"Sizden herhangi bir ücret istemeyen bu kimselere tâbi olun, çünkü onlar hidayete ermiş kimselerdir.” (Yâsîn, 21)
Rasûlullah (sav) buyurdular:
"…Cenâb-ı Hak onların işiten kulağı, gören gözü, tutan eli, yürüyen ayağı, akleden kalbi ve konuşan dili olmuştur.” (Buhârî, Rikâk, 38)
Enes (ra)’ın rivâyet ettiği bir hadîs-i şerîfe göre, Allâh Teâlâ’nın bir takım gezici melekleri vardır. Bunlar dâimâ zikir ve sohbet meclislerini ararlar. Bulduklarında meclisin etrâfında halka olarak:
"–Yâ Rab! Bu kulların senin kitâbını okuyorlar, Hz. Peygamber’e salât ü selâm getiriyorlar ve Sen’den dünya ve âhiret hâcetlerini taleb ediyorlar.” derler.
Cenâb-ı Hakk:
"–Şâhid olunuz, onları afvettim.”buyurur.
Melekler:
"–Yâ Rab! İçlerinde oraya yanlışlıkla gelmiş olan falan ve filan da vardı!..” deyince Allâh Teâlâ:
"–Onlar (o sâlih ve sâdık kullar)öyle bir topluluktur ki, onlarla berâber bulunanlar şakî sayılmazlar…”(Tergîb, II. 402)
Her Güne Bir Esma-ül Hüsna (Allah’ın En Güzel İsimleri)

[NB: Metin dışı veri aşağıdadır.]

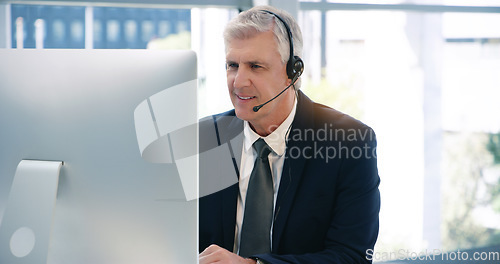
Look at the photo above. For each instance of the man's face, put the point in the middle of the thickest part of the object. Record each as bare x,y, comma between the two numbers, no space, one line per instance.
255,74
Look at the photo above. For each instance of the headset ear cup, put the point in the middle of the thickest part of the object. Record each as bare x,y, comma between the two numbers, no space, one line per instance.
298,66
295,67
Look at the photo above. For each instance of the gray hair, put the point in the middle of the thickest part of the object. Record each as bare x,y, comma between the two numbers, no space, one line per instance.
250,22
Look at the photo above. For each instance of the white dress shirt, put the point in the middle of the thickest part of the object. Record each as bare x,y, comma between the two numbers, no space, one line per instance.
277,141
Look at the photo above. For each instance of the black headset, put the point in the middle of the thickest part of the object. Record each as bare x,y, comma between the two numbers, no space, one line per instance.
295,65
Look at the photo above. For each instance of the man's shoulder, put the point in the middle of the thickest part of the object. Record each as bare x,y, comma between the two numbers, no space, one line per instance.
322,115
325,114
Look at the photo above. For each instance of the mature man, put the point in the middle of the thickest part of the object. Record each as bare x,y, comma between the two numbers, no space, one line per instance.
307,188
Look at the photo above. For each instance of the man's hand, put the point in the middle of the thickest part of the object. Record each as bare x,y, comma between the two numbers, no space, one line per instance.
216,254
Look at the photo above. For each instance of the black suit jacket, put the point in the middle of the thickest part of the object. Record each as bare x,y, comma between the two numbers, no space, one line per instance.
328,200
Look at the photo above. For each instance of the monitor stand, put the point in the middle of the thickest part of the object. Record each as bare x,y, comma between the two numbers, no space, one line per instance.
27,220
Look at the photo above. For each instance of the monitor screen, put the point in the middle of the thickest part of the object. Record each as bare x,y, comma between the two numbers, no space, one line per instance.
77,106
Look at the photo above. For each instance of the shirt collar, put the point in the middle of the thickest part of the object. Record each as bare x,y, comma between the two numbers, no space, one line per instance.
276,140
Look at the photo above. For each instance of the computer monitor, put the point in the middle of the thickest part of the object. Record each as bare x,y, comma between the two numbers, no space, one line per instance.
81,107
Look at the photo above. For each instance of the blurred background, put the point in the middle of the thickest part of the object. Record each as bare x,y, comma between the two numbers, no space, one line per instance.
424,74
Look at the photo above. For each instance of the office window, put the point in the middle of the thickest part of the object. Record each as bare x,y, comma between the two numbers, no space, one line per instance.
112,27
428,84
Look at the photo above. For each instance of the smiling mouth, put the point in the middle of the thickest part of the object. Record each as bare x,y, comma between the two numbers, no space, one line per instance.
245,97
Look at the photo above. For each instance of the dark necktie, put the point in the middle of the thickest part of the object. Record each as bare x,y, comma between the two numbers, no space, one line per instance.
258,215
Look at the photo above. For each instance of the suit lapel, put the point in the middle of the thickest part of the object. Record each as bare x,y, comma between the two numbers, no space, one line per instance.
230,131
293,167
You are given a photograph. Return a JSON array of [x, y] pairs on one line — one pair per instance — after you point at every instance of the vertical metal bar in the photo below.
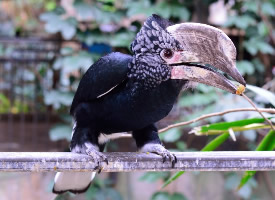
[[22, 100], [11, 99]]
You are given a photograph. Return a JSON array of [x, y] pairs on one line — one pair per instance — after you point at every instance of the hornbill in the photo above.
[[123, 93]]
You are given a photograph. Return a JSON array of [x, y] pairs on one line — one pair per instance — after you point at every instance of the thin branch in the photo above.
[[270, 110], [269, 184], [251, 102]]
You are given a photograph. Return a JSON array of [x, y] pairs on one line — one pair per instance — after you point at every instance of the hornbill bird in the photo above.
[[123, 93]]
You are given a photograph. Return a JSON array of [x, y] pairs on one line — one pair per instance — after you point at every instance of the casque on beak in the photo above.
[[204, 46]]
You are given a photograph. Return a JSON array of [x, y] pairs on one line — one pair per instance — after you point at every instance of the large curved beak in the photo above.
[[206, 50]]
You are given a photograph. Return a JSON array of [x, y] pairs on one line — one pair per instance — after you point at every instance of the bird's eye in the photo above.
[[167, 53]]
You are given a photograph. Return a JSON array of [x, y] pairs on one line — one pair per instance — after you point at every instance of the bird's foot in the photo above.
[[91, 150], [160, 150]]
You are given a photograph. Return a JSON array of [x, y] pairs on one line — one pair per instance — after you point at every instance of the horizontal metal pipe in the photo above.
[[127, 162]]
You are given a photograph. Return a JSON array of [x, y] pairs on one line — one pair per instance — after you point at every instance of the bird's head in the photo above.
[[189, 51]]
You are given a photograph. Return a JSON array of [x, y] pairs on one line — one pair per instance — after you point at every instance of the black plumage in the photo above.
[[123, 93]]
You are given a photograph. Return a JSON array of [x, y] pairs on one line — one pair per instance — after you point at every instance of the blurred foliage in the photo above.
[[92, 29]]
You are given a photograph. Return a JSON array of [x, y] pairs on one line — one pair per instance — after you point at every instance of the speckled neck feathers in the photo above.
[[147, 68]]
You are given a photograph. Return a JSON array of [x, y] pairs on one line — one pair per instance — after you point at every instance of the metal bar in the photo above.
[[126, 161]]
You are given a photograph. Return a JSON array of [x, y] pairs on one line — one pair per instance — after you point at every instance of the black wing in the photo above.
[[102, 76]]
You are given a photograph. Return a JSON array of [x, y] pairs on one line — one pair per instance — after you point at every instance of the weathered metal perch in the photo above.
[[126, 162]]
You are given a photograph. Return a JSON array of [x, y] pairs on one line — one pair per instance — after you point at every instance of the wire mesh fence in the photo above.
[[25, 74]]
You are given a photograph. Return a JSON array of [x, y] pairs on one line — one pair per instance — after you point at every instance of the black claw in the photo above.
[[96, 168], [163, 159], [176, 159], [99, 170]]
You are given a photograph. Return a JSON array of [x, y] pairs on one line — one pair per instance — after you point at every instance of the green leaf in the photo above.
[[211, 146], [267, 144], [171, 135], [178, 196], [60, 132], [251, 6], [224, 126], [161, 196], [181, 145], [269, 96], [255, 44], [262, 29], [268, 8], [258, 65]]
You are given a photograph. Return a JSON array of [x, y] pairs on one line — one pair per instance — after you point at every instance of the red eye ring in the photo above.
[[167, 53]]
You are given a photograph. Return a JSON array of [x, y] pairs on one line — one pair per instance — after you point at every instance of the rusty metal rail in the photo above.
[[126, 162]]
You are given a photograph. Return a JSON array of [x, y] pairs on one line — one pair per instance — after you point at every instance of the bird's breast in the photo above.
[[127, 111]]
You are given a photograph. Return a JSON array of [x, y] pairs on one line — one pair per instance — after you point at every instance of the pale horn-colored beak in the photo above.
[[204, 45]]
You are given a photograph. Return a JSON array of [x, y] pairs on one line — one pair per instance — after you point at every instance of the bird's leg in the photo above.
[[147, 140], [85, 141]]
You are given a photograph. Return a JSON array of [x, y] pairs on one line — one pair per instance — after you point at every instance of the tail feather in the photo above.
[[75, 182]]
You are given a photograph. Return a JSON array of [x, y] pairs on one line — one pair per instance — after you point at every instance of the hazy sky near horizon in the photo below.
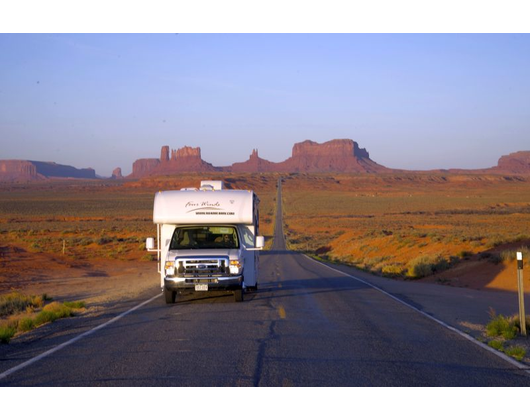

el-Kâbız: İmtihan için sıkan, rızkı belli bir ölçüde tutan ve o ölçüyle veren, ölüm anında kullarının can emanetini geri alan demektir.
Kısa Günün Kârı
Hak yola hidâyet olunmuş kimse, bu hayra başkasını da ulaştıran kimsedir. Eğer o kimse dâvet konusunda töhmet altında değilse, elçi olmasa da ona tâbi olmak gerekir. Kaldı ki konumuzda bahsettiğimiz bugünün hidâyete ermiş kimselerdir.